On se demande, d’ailleurs, ce que vous pourriez faire pour expliquer vos difficultés, celles du pays, comme celles de votre gestion, si vous ne disposiez pas toujours , dans le stock des explications commodes et des polémiques toujours prêtes, médiatiques et exploitables à souhait, du dossier des 35 heures.
L'usage en est désormais bien établi. Il s'agit presque d'une tradition à laquelle vous sacrifiez à votre tour. Monsieur Fillon, avant vous, en avait fait sa spécialité pour nous avoir convoqué, au moins à trois reprises, sous la précédente législature, moins pour en débattre que pour en rabattre : augmentation des contingents à 180, puis 220 heures ; modulation des majorations ; monétarisation des repos compensateurs, des comptes épargne temps, élargissement du recours au forfaits, etc.
La panoplie n’a cessé, en sept ans, de s’enrichir, au point d’exiger de vous des trésors d’imagination pour entretenir la flamme. Nous sommes ici confrontés à un cas extrême de délire obsessionnel ou idéologique, dont les conséquences constituent une curiosité. Ainsi êtes vous allés jusqu’à faire voter, voici quelques semaines, une loi sur les heures supplémentaires, pour contourner les 35 heures, qui vous interdit, de facto, de les supprimer, sans quoi la base sur laquelle repose ce dispositif s’effondrerait. Pérenniser les 35 heures pour mieux les contester : avouez que l’opération ne manque pas de sel, elle a surtout pour consigne de montrer l’inanité de ce débat qui ne sert que de vagues préoccupations médiatiques ou idéologiques alors que les vrais enjeux sont ailleurs.

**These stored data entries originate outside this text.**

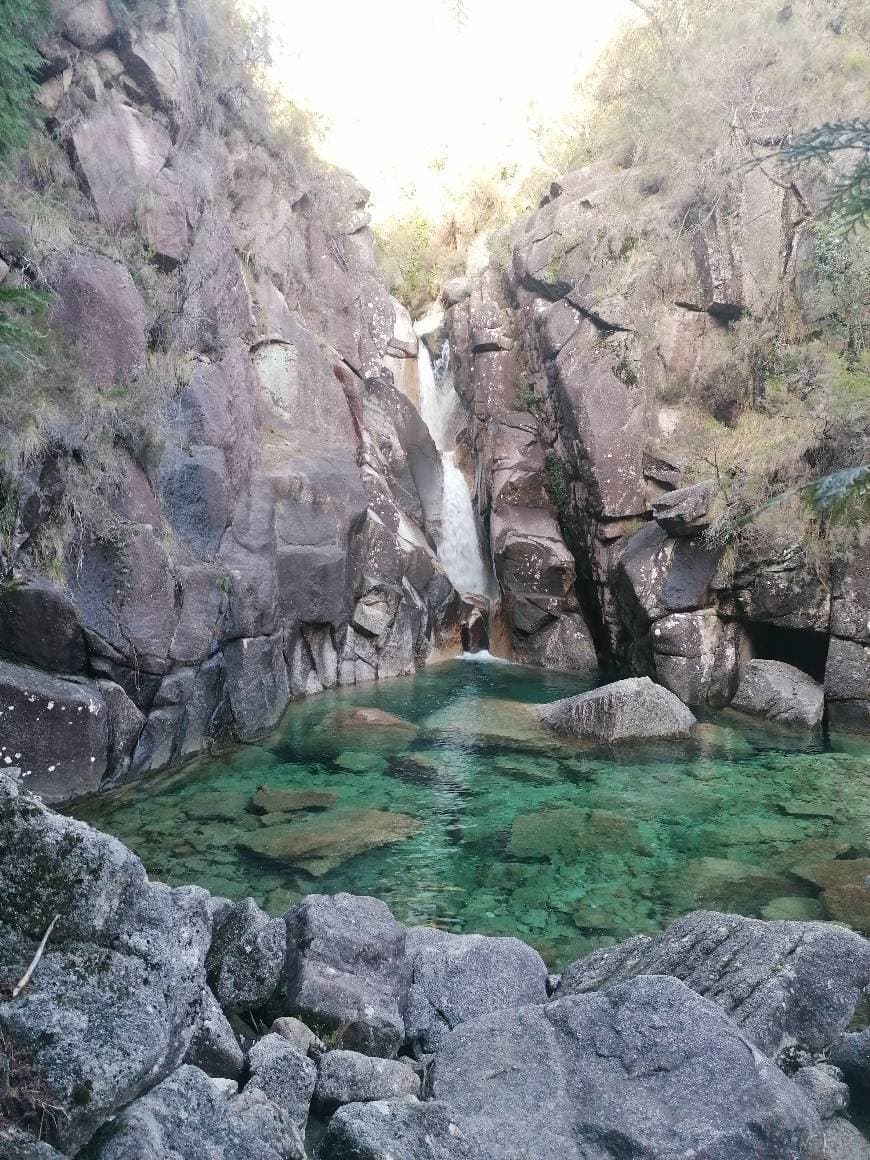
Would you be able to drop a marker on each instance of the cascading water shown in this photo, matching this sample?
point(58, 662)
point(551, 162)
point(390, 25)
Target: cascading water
point(459, 549)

Et c'est là le plus grave reproche que l'on peut vous faire : vous faites perdre du temps à la France sous prétexte d'allonger celui des salariés !

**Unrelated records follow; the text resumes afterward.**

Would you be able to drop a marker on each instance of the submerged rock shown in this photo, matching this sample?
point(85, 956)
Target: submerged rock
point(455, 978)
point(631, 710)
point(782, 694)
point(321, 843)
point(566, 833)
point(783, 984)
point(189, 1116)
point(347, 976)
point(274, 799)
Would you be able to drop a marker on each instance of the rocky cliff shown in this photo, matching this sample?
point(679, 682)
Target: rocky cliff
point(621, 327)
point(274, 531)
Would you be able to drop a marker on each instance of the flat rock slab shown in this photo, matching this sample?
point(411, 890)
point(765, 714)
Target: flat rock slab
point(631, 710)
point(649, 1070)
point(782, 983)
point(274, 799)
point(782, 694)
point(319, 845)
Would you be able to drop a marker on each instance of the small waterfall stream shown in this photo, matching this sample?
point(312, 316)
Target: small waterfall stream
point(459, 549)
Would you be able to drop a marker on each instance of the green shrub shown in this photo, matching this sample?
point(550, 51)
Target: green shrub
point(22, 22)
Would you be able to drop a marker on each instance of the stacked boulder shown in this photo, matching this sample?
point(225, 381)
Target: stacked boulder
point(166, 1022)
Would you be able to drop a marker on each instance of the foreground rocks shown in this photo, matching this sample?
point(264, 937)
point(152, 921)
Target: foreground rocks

J’ai lu, ici ou là, que ce texte introduirait une forme de « Thatcherisation » de la société française. Il n’est pas besoin de recourir à de telles outrances pour démontrer que votre texte est dangereux. Il repose en effet sur une sur une double contradiction qui met en jeu des questions essentielles : celle de la croissance et celle de la démocratie sociale.
Ainsi affichez vous la volonté de soutenir la croissance alors que la manière dont vous essayez d’y parvenir en manipulant la durée du travail ne peut y répondre utilement !.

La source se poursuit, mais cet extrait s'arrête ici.